The danger is in publishing something as ISC, and then realizing that you didn't choose a license, and then changing it to something incompatible with ISC, like GPL. A court might interpret that as "your intention was GPL, therefore it was GPL the whole time, and anybody using ISC can now be sued". They might interpret that as "your intention is irrelevant, it was published under ISC and not GPL, and so that version is forever ISC and can be used without the constraints GPL enforces".

Those are just two possible court interpretations that "screw over" different cohorts of people.

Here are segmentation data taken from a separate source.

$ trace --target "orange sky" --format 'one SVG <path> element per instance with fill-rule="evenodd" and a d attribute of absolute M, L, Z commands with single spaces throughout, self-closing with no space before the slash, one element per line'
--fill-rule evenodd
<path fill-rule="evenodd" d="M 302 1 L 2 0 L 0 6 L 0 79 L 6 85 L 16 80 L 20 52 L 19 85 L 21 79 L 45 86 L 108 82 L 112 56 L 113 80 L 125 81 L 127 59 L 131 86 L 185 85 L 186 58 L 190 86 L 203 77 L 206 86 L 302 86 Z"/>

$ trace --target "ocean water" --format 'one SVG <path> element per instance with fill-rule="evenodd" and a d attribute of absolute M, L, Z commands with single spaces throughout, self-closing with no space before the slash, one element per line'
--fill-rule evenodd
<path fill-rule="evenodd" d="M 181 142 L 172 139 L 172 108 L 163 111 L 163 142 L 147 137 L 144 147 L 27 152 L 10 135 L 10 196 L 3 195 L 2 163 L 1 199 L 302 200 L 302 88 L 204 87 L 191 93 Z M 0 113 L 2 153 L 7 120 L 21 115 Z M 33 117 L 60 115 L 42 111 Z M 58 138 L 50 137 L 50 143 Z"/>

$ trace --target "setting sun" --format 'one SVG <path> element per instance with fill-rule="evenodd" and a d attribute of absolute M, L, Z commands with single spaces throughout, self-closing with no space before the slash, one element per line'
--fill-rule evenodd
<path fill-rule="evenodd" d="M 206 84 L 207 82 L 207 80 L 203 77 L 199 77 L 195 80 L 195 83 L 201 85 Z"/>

The point of having a license is to avoid potential court interpretations that deviate from the author's intentions.

Thus, the solution would be to default to "unlicensed" or similar, to avoid the risk of any court at any time in the future deciding something about your intentions and the license of the ISC code.

(additionally, it casts doubt on ANY package that's ISC, because, was that intentional? or was it just the default?)

[KernelDeimos]

An up-vote doesn't do this justice, this is a beautiful composition of reasoning.

[nukeop]

I'm surprised there's no way to change th default license for new packages. Extremely annoying in a monorepo, where new packages are created frequently. Why not make it public domain instead?

[ljharb]

There is - add init-license=MIT to ~/.npmrc (or whatever license you prefer)

[nukeop]

Thank you, this is very useful.

[danielbayley]

There is - add license=MIT to ~/.npmrc (or whatever license you prefer)

@ljharb Isn’t it init-license?

[ljharb]

oops yes, thanks. will update my comment.